CAMPECHE, Camp.— Con destellos de confrontación en algunos puntos del estado transcurrió el ambiente preelectoral en el estado de Campeche, sobre todo entre seguidores de los principales candidatos que se disputan la gubernatura entre los partidos Revolucionario Institucional (PRI) y Acción Nacional (PAN), Fernando Ortega Bernés y Mario Ávila Lizárraga, respectivamente.
En vísperas de la apertura de las 987 casillas, grupos de panistas mantenían brigadas de “cazamapaches” en las principales comunidades del interior de Campeche.
La vigilancia antes de la medianoche del viernes fue tan estrecha, que se detuvo a los vehículos para revisarlos y quitarles a los conductores cualquier producto que transportaran bajo sospecha de que serían usados para comprar votos.
La dirigente municipal del Partido del Trabajo (PT) en Champotón, Virginia Valle, identificó a grupos de panistas de su localidad que detenían a los automóviles que circulaban durante la madrugada y les “decomisaban” los productos que supuestamente serían utilizados para compra del voto.
En la ciudad y cabecera municipal de Calkiní, gobernado por el PRI, se registró un acto vandálico contra la residencia del coordinador de la Dirección de Seguridad Pública y Tránsito Municipal, Fernando Gilberto Cutz Cab, donde desconocidos rociaron con combustible y quemaron su vehículo.
En Campeche, los 533 mil 882 electores del listado nominal están convocados a elegir gobernador, 11 alcaldes, 20 juntas municipales y 35 legisladores locales, divididos en 21 de mayoría y 14 plurinominales.
Pero la atención de la jornada dominical está concentrada en la contienda que protagonizan el priísta Ortega Bernés y el panista Ávila Lizárraga, aspirantes a suceder al gobernador de tricolor, Jorge Carlos Hurtado Valdez, cuyo partido ha gobernado sin alternancia los últimos 75 años.
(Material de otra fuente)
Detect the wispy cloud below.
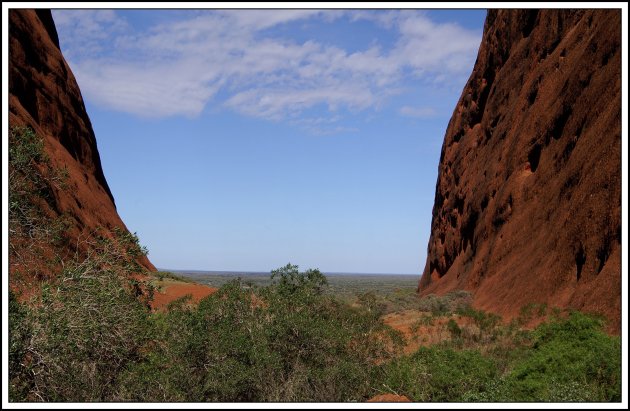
[53,10,479,128]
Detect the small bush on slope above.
[10,235,149,401]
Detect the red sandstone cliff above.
[419,10,621,330]
[9,10,155,282]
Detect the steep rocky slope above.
[9,10,155,284]
[419,10,621,330]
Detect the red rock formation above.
[9,10,155,284]
[419,10,621,331]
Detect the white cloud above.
[400,106,437,118]
[53,10,479,127]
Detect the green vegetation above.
[9,127,69,281]
[9,129,621,402]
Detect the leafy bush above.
[382,347,496,402]
[9,127,68,283]
[507,312,621,401]
[120,264,400,401]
En las 987 casillas que se instalarán en Campeche, también se votará por 11 comunas, 20 juntas municipales —las principales comunidades rurales campechanas— y 35 legisladores locales, divididos en 21 de mayoría y 14 plurinominales.
La contienda por la gubernatura entre el PAN y PRI estuvo precedida por acusaciones mutuas de compra de votos con regalo de materiales de construcción, mejoramiento de viviendas, despensas, dinero en efectivo, el pago de 3 mil pesos para representantes de partidos en las casillas, a fin de que no acudan y mil 500 pesos por la entrega de credenciales de elector.
Aquí, la tercera fuerza política nacional representada por el PRD, se quedó si abanderado, luego de su candidato Francisco Brown, declinara a favor del panista.
A lo largo de las campañas estuvo presente la denuncia de los partidos de oposición, en el sentido de la intervención directa del gobernador Jorge Carlos Hurtado Valdez, presuntamente para poner todo la fuerza del aparato administrativo estatal al servicio del abanderado del PRI.